Researchers may request a study review type, but according to Federal regulations, the IRB must evaluate the protocol and make the final determination regarding the appropriate level of review. The following checklists will help determine the researcher’s initial request.
After reviewing the checklist and FAQ sheet, if you believe your study qualifies as exempt, please complete and submit the Application for Exemption from IRB Review. Exemption applications usually take no more than 2-3 business days to process and issue an exemption letter (unless it is determined that the study should be elevated to a higher level of review).

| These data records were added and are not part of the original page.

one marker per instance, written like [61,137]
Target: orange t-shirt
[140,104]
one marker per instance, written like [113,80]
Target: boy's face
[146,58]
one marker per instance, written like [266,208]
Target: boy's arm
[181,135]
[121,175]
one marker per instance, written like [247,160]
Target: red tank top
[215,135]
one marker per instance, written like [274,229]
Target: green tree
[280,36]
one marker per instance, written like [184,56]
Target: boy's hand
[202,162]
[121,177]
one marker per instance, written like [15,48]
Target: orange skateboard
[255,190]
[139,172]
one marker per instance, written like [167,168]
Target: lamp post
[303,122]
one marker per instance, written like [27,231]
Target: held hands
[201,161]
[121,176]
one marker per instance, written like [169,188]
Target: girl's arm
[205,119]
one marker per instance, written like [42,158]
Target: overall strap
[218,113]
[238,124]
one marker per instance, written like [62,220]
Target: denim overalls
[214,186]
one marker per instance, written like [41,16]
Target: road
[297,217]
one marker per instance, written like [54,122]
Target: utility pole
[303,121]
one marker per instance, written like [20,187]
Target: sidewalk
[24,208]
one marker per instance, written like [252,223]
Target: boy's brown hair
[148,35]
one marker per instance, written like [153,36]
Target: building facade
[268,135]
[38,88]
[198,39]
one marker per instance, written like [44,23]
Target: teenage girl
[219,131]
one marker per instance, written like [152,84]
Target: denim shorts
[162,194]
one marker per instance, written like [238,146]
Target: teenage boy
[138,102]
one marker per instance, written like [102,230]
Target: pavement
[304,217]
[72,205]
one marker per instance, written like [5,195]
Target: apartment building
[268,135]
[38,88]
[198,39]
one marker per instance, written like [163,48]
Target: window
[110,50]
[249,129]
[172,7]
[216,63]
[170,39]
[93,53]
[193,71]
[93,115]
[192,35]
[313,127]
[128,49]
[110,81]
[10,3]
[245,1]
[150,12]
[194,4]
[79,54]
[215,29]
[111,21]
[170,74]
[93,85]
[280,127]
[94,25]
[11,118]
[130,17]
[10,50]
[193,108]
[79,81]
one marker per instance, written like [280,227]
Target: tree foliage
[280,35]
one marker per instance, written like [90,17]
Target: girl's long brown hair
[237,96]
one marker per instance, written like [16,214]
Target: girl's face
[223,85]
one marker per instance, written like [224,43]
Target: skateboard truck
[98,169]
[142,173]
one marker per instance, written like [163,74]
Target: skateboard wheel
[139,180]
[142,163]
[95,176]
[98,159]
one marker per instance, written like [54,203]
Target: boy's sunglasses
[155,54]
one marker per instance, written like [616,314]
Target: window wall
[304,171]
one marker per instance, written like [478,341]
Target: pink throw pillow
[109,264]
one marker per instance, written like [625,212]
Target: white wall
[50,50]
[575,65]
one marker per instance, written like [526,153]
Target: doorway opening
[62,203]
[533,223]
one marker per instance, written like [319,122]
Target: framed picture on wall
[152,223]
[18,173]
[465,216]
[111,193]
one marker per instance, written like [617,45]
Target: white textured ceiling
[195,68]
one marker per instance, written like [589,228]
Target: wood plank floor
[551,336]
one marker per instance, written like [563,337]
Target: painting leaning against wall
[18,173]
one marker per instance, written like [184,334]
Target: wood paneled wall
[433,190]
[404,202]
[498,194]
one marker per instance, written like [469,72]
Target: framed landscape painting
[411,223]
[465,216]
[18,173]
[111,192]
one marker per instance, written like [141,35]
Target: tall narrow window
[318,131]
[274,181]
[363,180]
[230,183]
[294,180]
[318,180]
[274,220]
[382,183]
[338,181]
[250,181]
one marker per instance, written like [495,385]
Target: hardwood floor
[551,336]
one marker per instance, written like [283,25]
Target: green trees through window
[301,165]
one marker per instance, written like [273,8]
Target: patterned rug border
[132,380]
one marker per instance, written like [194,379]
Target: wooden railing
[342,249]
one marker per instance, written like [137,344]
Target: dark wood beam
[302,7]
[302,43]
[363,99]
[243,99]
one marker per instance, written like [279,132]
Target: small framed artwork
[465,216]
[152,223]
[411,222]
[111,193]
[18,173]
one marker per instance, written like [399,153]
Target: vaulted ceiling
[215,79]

“Exemption” does not mean a project is exempt from evaluation. Even if the project falls into one of the six categories outlined below, Federal regulations stipulate that a researcher or anyone affiliated with the research may not determine exemption status. Therefore, all human subjects studies must be submitted to the IRB office, without exception. See also SU IRB FAQ Expedited vs. Exempt. Exempt protocols do not go to the full board and are conducted on a rolling basis (i.e., monthly deadlines do not apply). Processing averages within four working days of receipt by the IRB.

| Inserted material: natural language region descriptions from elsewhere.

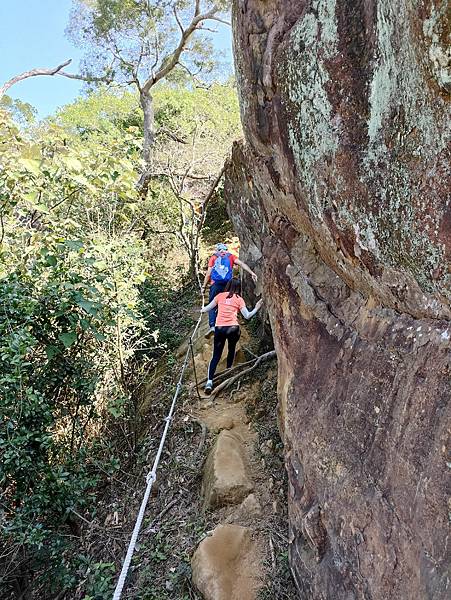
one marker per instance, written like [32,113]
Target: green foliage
[88,291]
[130,40]
[22,112]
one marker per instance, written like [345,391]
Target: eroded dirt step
[227,565]
[226,479]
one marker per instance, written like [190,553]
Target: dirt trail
[229,564]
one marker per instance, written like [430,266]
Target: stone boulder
[340,197]
[225,565]
[225,480]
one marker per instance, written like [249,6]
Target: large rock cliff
[339,195]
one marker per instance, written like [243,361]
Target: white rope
[152,475]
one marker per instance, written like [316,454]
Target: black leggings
[232,335]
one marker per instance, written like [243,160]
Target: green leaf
[72,163]
[88,306]
[50,260]
[51,351]
[31,164]
[74,244]
[68,338]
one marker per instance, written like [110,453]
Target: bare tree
[144,44]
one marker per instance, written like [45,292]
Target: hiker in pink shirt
[219,273]
[227,327]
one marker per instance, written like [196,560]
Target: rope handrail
[152,474]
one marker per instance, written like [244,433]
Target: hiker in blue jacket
[219,273]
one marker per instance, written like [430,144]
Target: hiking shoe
[210,332]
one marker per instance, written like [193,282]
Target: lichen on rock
[340,196]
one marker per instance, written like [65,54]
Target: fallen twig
[228,382]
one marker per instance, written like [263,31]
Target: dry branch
[228,382]
[32,73]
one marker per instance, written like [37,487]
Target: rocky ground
[216,526]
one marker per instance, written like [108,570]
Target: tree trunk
[146,102]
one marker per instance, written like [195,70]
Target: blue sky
[32,35]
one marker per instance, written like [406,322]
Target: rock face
[225,479]
[225,565]
[339,196]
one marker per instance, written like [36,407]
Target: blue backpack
[222,268]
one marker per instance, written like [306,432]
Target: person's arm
[212,304]
[207,278]
[244,266]
[249,314]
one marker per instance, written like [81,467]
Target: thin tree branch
[228,382]
[169,62]
[33,73]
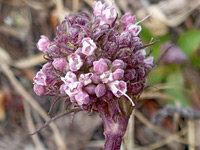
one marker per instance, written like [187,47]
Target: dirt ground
[156,122]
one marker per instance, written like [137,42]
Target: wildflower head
[97,62]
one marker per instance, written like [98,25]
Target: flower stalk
[99,65]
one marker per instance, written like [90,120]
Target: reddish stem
[113,142]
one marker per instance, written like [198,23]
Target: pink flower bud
[89,46]
[90,89]
[89,60]
[75,62]
[70,77]
[108,15]
[79,52]
[82,98]
[127,19]
[149,61]
[97,7]
[85,79]
[100,90]
[60,64]
[117,64]
[40,78]
[72,89]
[43,43]
[118,74]
[118,88]
[130,74]
[106,77]
[134,29]
[109,95]
[39,89]
[100,66]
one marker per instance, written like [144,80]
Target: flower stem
[113,142]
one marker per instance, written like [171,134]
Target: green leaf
[176,79]
[156,76]
[189,41]
[146,36]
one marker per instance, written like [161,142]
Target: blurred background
[167,117]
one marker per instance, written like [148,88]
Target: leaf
[176,79]
[146,36]
[156,76]
[189,41]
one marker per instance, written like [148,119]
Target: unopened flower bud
[97,7]
[127,19]
[118,88]
[60,64]
[134,29]
[89,60]
[85,78]
[118,74]
[108,15]
[89,46]
[39,89]
[43,43]
[82,98]
[100,90]
[130,74]
[117,64]
[96,79]
[40,78]
[75,62]
[106,77]
[90,89]
[100,66]
[70,77]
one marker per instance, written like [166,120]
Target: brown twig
[20,89]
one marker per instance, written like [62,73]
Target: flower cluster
[94,60]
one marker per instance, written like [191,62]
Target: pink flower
[97,7]
[96,78]
[39,89]
[100,90]
[100,66]
[89,46]
[134,29]
[60,64]
[118,74]
[43,43]
[90,89]
[70,77]
[117,64]
[108,15]
[75,62]
[82,98]
[149,61]
[40,78]
[72,89]
[85,78]
[118,88]
[127,19]
[106,77]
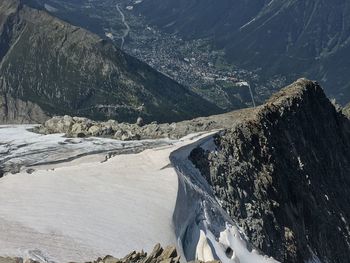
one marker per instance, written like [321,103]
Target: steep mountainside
[19,111]
[309,38]
[284,176]
[67,70]
[346,110]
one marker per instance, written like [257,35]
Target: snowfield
[77,209]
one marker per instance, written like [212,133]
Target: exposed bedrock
[284,175]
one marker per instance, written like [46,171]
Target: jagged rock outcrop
[284,175]
[81,127]
[346,110]
[67,70]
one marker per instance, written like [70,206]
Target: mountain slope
[67,70]
[292,38]
[284,176]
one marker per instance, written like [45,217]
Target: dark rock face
[284,175]
[346,110]
[66,70]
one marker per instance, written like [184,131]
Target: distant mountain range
[51,67]
[291,38]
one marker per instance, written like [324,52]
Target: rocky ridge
[81,127]
[284,175]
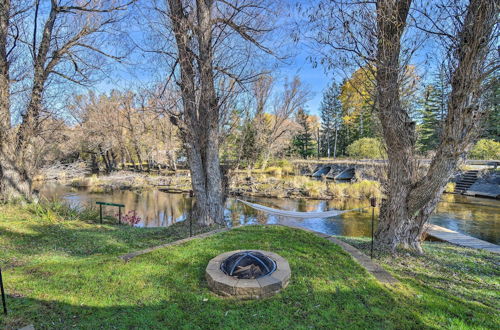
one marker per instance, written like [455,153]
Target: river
[472,216]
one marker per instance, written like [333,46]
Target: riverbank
[63,273]
[241,183]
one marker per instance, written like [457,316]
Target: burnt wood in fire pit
[248,264]
[251,278]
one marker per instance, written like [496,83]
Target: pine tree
[304,142]
[331,120]
[433,112]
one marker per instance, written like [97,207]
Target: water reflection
[476,217]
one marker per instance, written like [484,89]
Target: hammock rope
[294,214]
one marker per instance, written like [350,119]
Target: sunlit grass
[65,273]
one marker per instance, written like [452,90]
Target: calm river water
[476,217]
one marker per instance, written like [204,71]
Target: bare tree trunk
[410,199]
[13,182]
[201,117]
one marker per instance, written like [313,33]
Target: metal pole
[4,302]
[373,204]
[373,217]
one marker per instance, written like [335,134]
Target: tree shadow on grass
[86,240]
[167,289]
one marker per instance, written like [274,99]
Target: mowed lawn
[66,274]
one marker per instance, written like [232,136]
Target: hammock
[293,214]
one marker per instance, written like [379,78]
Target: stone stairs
[466,181]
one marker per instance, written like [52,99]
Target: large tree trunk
[14,183]
[200,130]
[411,198]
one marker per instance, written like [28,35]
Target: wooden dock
[453,237]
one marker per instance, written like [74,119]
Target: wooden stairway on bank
[467,180]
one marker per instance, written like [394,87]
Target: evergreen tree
[433,112]
[331,120]
[304,142]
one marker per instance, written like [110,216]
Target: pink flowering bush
[130,218]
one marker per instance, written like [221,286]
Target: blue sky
[315,79]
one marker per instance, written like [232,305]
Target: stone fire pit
[247,274]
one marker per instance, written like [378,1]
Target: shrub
[274,170]
[450,187]
[485,149]
[369,148]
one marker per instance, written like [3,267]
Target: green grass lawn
[65,274]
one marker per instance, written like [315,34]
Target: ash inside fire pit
[248,265]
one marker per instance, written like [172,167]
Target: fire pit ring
[248,274]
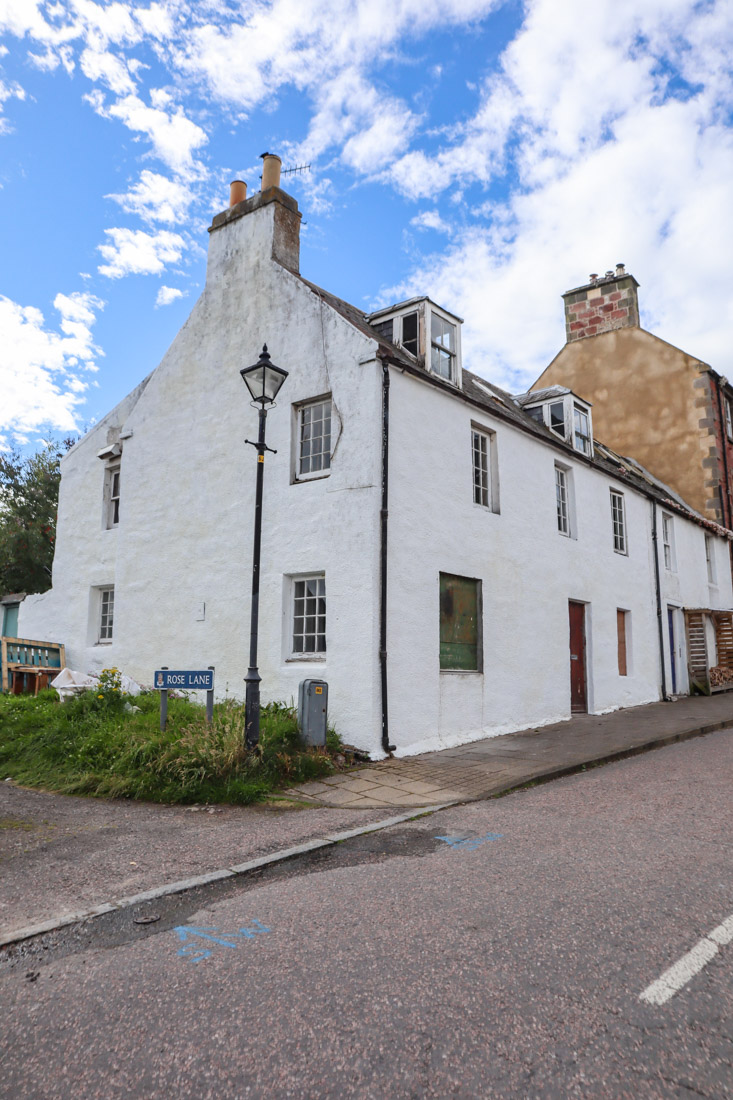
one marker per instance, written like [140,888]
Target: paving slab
[480,769]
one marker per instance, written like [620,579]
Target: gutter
[657,585]
[545,436]
[384,515]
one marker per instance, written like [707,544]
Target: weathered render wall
[184,542]
[528,573]
[686,585]
[645,404]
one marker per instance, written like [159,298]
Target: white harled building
[453,561]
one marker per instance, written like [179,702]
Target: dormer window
[442,347]
[581,433]
[426,331]
[567,416]
[409,333]
[557,418]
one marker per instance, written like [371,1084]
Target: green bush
[95,744]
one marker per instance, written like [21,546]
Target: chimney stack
[271,166]
[269,222]
[603,305]
[237,191]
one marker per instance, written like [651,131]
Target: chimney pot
[237,191]
[271,166]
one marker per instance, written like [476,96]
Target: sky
[488,153]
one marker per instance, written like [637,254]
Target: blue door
[673,647]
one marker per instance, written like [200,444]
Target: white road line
[677,976]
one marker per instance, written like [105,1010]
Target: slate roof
[500,403]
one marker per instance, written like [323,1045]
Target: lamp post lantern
[263,381]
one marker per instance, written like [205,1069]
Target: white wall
[528,573]
[184,542]
[187,498]
[686,585]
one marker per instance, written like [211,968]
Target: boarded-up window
[621,628]
[460,623]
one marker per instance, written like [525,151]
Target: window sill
[304,481]
[462,672]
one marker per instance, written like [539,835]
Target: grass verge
[95,745]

To qualify as exempt, research activities must (1) present no more than minimal privacy, psychological, and/or physical risk to human subjects, and (2) involve only procedures listed in one or more of the following categories:
- Evaluating the use of accepted or revised standardized tests
- Testing or comparing a curriculum or lesson
- A program evaluation of pharmacy continuing education
- Surveying teachers, nurses, or doctors about a technique or an outcome
- Interviewing managers about a management style or best practice
- Conducting a focus group about an experience or an opinion of a community program
- If you are completing evaluation project for graduation/academic requirement, then IRB review is needed
- Interviewing public officials about a local or global issue
- Analyzing de-identified tissue samples or data set
- Analyzing de-identified national test scores
- Analyzing census data about aging or housing
- Research conducted in established or commonly accepted educational settings outside of Seattle University, involving normal educational practices
- research on regular and special educational instructional
- research on the effectiveness of or the comparison
among instructional techniques, curricula, or classroom management
- Taste testing whole grain food products
- Comparing taste or smell of molasses, cheese or milk
- Sampling texture of ice cream
Examples of Non-Research Activities
- Quality assurance activities or evaluation projects
designed for self-improvement or program evaluation, not meant to
contribute to "generalizable" knowledge.
- Interviews of individuals where questions focus on things
not on people (eg. questions about policies, general facts about an
organization or business).
- Searches of existing literature or analysis of aggregate
or public data that cannot be linked to a living individual (e.g. data
sets available on the web that do not require any sort of
privacy/confidentially agreement or special request procedure,
newspaper accounts, census data held in public libraries, published
school test scores). However, if access to the data is limited to researchers, and not publicly available, then IRB review is needed.
- Single case studies in which all data already exists. However, if this includes medical record review, there may be obligations under HIPAA privacy law.